Le temps écoulé et le tremblement de terre qui a secoué la région en 1995 ont toutefois anéanti la plupart des témoins de son passage. La maison d’enfance a été détruite, le petit lac vert converti en parking, et le village est envahi par les taxis – la « nécrologie » est infinie et accélère l’amère découverte que les lieux symboliques de l’enfance « n’ont pas été jugés dignes d’être préservés et que c’est normal, voilà ». Le Shukugawa de 2012 conforte si peu les souvenirs que l’autobiographe, envahie d’un « profond sentiment d’irréalité », accueille avec gratitude le moindre indice – cette photo de classe de 1970 où elle se reconnait parmi les petits Japonais, le silence qui règne toujours sur le village, ou l’air qu’elle respire.
Dérisoires, volatiles, ces madeleines n’ont de sens que pour elle seule. L’équipe du film lui oppose une « atonie polie » lorsqu’elle redécouvre le caniveau qui fut son terrain de jeu. Le souvenir est incommunicable et le documentaire qui le traque, voué à l’échec : la caméra « capte les remous à la surface du lac. Je reste dans mes grands fonds ».

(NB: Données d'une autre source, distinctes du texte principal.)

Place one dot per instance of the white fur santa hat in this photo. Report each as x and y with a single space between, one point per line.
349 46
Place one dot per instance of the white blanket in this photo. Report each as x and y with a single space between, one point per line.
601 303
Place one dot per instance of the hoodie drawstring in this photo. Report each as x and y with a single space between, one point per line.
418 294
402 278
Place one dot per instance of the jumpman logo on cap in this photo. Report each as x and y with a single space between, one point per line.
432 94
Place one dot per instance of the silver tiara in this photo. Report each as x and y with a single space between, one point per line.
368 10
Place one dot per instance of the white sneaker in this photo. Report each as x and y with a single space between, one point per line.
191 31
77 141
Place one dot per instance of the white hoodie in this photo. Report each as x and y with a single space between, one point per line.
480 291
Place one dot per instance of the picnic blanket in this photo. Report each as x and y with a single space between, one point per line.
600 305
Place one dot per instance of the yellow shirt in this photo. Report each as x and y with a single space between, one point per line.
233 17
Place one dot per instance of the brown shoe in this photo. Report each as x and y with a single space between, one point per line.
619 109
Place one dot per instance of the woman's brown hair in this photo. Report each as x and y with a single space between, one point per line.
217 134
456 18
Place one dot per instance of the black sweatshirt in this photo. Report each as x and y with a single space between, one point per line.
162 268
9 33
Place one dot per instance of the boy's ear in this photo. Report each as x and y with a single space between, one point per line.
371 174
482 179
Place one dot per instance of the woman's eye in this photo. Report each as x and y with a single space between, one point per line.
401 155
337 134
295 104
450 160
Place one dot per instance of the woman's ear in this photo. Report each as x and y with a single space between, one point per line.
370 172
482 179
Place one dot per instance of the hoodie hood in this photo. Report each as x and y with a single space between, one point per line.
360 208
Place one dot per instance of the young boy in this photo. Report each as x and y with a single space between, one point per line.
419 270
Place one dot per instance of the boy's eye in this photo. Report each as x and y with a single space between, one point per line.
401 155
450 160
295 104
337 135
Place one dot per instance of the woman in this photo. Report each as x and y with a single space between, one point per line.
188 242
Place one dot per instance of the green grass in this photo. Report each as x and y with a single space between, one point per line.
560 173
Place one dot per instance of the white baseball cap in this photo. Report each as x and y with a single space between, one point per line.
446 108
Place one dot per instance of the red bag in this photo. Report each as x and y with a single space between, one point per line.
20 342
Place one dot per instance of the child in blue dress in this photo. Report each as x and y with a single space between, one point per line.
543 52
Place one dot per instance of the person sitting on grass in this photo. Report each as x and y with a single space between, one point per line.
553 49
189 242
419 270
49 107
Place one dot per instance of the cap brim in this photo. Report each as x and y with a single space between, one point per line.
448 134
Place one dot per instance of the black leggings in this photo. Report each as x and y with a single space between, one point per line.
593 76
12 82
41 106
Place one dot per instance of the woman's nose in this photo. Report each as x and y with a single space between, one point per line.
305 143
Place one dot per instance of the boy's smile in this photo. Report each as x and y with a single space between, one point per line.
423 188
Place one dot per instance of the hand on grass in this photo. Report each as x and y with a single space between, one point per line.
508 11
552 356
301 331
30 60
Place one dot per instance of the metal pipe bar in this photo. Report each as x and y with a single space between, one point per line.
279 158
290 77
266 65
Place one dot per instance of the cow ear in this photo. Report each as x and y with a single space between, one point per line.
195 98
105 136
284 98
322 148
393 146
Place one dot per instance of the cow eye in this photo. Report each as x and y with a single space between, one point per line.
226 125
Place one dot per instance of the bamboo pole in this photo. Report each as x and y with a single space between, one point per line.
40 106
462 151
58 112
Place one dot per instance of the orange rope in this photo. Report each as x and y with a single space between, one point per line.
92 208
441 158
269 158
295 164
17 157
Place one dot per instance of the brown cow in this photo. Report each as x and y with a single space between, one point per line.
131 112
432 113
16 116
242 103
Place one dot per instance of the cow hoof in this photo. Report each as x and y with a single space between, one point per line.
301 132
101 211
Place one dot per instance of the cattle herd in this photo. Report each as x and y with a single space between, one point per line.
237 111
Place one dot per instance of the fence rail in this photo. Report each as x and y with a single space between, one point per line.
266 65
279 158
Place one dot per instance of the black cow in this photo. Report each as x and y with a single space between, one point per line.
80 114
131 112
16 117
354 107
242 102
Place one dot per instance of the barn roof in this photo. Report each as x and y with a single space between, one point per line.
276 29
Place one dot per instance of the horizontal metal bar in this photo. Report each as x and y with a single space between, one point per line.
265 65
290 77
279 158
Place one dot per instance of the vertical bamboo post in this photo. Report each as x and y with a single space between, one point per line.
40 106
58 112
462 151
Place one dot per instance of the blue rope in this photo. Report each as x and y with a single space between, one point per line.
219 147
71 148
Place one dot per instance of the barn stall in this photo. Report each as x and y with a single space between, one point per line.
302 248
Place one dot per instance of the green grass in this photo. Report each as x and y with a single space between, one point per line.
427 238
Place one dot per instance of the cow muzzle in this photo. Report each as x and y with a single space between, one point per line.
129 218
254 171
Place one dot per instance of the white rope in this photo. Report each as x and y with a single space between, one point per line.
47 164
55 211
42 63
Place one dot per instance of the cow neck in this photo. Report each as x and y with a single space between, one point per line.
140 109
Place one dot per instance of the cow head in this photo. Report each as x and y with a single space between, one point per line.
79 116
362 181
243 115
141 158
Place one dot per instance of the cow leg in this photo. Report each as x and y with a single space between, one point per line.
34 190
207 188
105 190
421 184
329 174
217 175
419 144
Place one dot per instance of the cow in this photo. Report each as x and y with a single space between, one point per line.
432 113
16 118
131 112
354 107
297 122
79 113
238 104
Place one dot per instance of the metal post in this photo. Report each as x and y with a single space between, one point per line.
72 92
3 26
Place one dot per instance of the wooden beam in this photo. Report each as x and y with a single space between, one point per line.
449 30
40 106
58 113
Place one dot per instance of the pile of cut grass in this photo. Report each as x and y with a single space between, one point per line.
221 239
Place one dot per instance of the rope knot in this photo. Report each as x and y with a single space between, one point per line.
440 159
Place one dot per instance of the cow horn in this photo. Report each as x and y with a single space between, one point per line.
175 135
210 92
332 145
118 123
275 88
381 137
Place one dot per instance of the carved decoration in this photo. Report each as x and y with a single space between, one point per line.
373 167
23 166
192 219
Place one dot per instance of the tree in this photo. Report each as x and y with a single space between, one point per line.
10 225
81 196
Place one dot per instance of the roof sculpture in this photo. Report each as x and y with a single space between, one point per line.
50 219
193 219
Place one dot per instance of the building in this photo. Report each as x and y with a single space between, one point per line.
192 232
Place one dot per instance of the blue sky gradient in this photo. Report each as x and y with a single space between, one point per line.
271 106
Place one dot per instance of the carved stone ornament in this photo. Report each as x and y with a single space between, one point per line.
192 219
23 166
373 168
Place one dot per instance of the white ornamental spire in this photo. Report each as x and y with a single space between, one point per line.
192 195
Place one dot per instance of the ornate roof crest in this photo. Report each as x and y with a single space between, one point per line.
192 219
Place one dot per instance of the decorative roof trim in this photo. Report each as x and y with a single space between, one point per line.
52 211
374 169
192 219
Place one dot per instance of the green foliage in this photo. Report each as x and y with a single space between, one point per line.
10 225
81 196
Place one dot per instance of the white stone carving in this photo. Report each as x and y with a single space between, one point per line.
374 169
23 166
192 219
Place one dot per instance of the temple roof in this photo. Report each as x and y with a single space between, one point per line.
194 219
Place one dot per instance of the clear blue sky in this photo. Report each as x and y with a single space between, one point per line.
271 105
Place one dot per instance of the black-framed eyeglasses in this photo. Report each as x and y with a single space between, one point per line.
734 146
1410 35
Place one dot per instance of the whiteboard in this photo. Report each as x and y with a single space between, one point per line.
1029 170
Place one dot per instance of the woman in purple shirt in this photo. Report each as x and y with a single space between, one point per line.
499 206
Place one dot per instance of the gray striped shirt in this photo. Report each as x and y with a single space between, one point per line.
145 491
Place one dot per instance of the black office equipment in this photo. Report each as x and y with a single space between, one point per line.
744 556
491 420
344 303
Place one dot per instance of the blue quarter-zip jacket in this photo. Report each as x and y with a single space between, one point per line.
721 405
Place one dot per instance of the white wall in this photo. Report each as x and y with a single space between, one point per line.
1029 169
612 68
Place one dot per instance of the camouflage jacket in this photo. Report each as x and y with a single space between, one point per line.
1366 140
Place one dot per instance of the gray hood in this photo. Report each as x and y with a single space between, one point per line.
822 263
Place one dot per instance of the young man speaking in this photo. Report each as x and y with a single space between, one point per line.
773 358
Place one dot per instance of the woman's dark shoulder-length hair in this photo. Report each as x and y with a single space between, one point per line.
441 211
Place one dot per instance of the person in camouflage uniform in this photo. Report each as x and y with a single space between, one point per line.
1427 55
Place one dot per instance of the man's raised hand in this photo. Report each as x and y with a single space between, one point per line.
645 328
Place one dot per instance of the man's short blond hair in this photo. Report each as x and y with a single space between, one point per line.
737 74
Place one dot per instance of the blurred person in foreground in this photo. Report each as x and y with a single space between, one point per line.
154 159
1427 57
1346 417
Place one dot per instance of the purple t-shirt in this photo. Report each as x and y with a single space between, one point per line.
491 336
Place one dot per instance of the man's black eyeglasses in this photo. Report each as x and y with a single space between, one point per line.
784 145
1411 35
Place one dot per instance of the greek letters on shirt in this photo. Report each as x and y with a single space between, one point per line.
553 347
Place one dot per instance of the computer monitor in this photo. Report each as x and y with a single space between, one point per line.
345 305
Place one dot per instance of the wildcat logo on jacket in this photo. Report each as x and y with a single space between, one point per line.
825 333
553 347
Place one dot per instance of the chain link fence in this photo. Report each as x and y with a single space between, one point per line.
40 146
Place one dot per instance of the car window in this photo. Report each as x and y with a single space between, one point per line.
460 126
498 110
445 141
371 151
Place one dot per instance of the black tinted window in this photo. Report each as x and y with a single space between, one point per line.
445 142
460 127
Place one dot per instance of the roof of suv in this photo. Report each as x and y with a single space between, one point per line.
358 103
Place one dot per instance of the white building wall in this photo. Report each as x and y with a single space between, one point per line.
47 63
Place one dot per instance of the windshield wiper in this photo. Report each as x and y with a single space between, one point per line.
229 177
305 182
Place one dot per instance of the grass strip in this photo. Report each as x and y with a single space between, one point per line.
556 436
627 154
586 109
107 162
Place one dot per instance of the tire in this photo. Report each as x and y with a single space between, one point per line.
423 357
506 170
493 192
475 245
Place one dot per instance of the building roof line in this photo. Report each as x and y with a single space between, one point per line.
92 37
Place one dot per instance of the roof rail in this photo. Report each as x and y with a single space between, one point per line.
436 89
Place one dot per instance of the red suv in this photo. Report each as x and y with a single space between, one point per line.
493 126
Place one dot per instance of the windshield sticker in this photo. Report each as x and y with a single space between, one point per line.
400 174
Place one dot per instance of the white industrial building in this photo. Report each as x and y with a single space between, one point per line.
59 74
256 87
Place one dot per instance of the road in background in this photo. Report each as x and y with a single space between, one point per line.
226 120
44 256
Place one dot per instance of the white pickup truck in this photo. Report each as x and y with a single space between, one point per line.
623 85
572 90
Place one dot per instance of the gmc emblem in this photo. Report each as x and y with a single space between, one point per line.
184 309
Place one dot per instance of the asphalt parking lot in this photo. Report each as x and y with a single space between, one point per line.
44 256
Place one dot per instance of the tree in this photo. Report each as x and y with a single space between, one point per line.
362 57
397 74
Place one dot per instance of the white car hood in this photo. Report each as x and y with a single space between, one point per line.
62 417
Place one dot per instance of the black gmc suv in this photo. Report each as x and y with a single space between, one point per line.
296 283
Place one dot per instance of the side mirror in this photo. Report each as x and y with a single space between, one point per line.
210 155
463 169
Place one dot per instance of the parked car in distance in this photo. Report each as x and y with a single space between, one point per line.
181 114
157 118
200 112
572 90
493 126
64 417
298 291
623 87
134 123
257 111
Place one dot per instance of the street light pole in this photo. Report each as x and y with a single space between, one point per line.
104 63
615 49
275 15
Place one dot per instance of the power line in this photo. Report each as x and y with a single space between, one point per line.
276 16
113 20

L’écriture seule rend le souvenir partageable, mais une écriture qui « suppose des coupes et des approximations », qui transforme « tout ce que l’on aime » en « fiction ». Ces propos, qui ouvrent La nostalgie heureuse, obèrent la suite du récit, et instillent l’ombre d’un doute sur les autobiographies antérieures. Comment lire ces six ouvrages, en effet, quand leur auteure écrit : « À aucun moment je n’ai décidé d’inventer. Cela s’est fait de soi-même » ? Euphémique aveu que le passé n’a peut-être jamais été tel qu’elle l’a écrit ? Constat que la fiction peut seule traduire l’émotion authentique et la « musique » que « ce que l’on a vécu laisse dans la poitrine » – tout ce que le documentaire, censé enregistrer la réalité brute, échoue à saisir ? Ou peut-être faut-il seulement voir sous ces mots une lucidité que l’auteure de Métaphysique des tubes ne possédait pas encore lorsqu’elle clamait : « Je me souviens de tout ».
La lucidité pourrait d’ailleurs bien être l’un des maîtres-mots de La nostalgie heureuse. Celle d’une écrivaine adulée qui, dans un – admirable – style épuré, semble se dépouiller de ses masques pour revis(it)er, en un récit subtil et pudique, parfois drôle et souvent émouvant, quelques-uns de ses propres mythes fondateurs. Celle d’une femme repartie sur le théâtre de l’enfance pour retrouver et interroger un passé qui la hante. Celle d’une Amélie Nothomb qui peut enfin, au terme de ce voyage, penser son passé japonais en Japonaise. « Il n’y a pas plus japonais que de languir sur son passé et sur sa majesté révolue », affirmait-elle pourtant dans Biographie de la faim. Son dernier livre conteste ce jugement : elle ne voit plus en une telle déploration, qui a longtemps imprégné son rapport au Japon, qu’un état d’esprit occidental. La nostalgie nippone, elle, est nostalgie heureuse : « le beau souvenir revient à la mémoire et l’emplit de douceur ». C’est au prisme de cette natsukashii que la romancière veut désormais penser son passé.
L’avenir dira si cette nostalgie-ci est aussi de celles qui font écrire.